Em Zuhaizpe, mais do que uma semana de desintoxicação do corpo e de vivência das emoções, aprende-se a aplicar os ensinamentos de Bizkarra no dia-a-dia. “Mais importante do que aquilo que como é a forma como como. É preciso estar bem, tranquilo e em paz para comer. Se me zango, a digestão já não se faz bem”, sublinha o fundador do centro.
A cozinha é chefiada por Julio Arroyo Garcia, especialista em agricultura biodinâmica, que se baseia nas fases da lua. “Tudo o que acontece com a lua influencia os vegetais e, por isso, há dias próprios para cultivar certos alimentos”, defende o chef, para quem “a qualidade das matérias-primas utilizada para cozinhar é muito importante”. Apesar de não ser condimentada com sal ou açúcar, a comida é saborosa.
O cozinheiro salienta que “a comida tem de dar vida” e defende que “médicos e agricultores deviam trabalhar juntos porque os médicos cuidam dos micro seres e os agricultores dos macro seres.” Para Garcia, tudo está interligado.
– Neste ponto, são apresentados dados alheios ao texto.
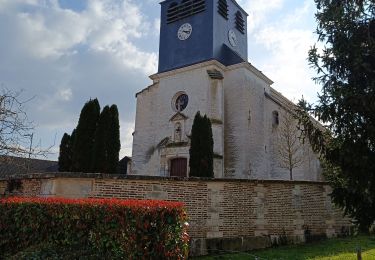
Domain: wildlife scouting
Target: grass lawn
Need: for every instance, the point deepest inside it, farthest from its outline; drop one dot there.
(332, 249)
Além de ser o responsável pela cozinha, também dá formação a agricultores por toda a Espanha. Ao início, estranham, mas depois acabam por seguir os seus conselhos e mostram-se satisfeitos com os resultados dos seus cultivos, assegura.
Semanas sem comer?
“As pessoas alimentam-se de comida, água, ar e luz”, enumera Karmelo Bizkarra, acérrimo defensor do jejum, que considera como “a ferramenta de cura mais potente” que conhece e que pode ajudar nas mais diversas patologias, embora reconheça que nem todos os doentes podem ser sujeitos a este regime como, por exemplo, doentes com “cancros em fase avançada, problemas graves de coração e casos de insuficiência renal”. Por isso, em Zuhaizpe só faz jejum quem o médico autoriza.
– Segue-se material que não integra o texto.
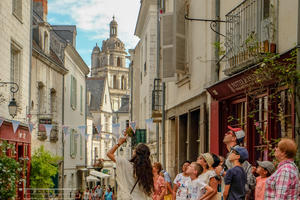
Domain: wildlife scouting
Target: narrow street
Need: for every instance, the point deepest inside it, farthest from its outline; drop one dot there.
(149, 99)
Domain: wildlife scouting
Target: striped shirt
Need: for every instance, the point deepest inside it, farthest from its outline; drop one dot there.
(284, 183)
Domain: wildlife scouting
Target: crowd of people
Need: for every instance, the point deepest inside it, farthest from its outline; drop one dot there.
(211, 176)
(97, 193)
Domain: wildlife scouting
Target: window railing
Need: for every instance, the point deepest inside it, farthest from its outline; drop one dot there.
(157, 96)
(250, 31)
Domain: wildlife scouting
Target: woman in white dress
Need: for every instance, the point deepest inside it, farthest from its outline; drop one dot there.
(134, 177)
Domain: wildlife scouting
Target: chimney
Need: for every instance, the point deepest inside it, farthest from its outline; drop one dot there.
(41, 8)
“O jejum é recomendável, principalmente, após largas temporadas de excessos, porque ingerimos muitas substâncias que não nos nutrem.” Mas, o que significa fazer jejum? “É a abstinência de todo o tipo de alimento por um período definido de tempo, durante o qual o corpo ‘se alimenta’ de água e das suas próprias reservas.” No livro O poder curativo do jejum, o médico acrescenta: “O organismo tem sempre um depósito de reservas nutritivas” que lhe permite suportar a privação de comida “durante vários dias ou até semanas”. O jejum “é um tempo de limpeza interna”. É um momento em que o corpo “elimina os resíduos tóxicos acumulados”. “Quando uma pessoa jejua não gasta energia no processo de digestão e assimilação de nutrientes e essa energia é utilizada para os processos de eliminação e autocura”, aponta.
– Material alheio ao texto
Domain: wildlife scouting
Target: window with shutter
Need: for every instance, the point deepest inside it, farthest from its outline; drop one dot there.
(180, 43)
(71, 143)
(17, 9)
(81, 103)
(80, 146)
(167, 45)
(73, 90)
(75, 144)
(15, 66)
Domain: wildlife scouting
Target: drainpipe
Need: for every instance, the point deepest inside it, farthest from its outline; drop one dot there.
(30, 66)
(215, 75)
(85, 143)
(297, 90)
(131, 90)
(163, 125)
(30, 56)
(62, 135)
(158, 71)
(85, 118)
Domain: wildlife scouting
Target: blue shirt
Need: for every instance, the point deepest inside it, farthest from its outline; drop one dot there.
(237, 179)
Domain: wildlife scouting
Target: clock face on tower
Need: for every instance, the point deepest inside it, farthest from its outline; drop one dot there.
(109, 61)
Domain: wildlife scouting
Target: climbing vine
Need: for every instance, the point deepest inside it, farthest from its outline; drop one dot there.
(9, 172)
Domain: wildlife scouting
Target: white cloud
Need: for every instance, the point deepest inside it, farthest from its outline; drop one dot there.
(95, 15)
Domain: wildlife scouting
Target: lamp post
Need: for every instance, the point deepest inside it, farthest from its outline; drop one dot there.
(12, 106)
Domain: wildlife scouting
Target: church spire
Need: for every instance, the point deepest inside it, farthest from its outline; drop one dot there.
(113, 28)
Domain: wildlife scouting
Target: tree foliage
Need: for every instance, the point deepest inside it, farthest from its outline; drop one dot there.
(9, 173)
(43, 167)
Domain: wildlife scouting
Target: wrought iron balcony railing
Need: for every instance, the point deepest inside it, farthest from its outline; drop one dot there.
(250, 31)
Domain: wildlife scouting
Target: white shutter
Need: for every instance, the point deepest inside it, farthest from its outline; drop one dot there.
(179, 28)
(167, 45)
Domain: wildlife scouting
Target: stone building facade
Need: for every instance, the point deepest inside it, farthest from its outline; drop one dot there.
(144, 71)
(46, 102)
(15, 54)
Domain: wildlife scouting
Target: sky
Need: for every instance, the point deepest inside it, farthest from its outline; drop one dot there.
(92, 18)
O médico adoptou esta prática em 1980 e sete anos depois integrou-a em Zuhaizpe, o centro que dirige com a mulher, a psicóloga Amalia Castro Menéndez, umas das especialistas que dinamizam as actividades psicocorporais. Recentemente, os dois estiveram na Comissão de Saúde do Parlamento de Navarra em defesa da regulamentação das terapias complementares. Para Karmelo Bizkarra, existe apenas uma medicina, “a que favorece a cura”. Por isso, o centro incorpora terapias naturais e complementares, seguindo as recomendações da Organização Mundial da Saúde, salvaguarda.
Anualmente, o centro abre as suas portas de Abril a Outubro, em ciclos semanais – de domingo a domingo. Este ano foi uma excepção por causa da covid-19. Semanalmente, recebe cerca de 40 pessoas. O preço varia entre 1074 e 1600 euros, valores que incluem consultas, acompanhamento médico, realização de actividades e refeições.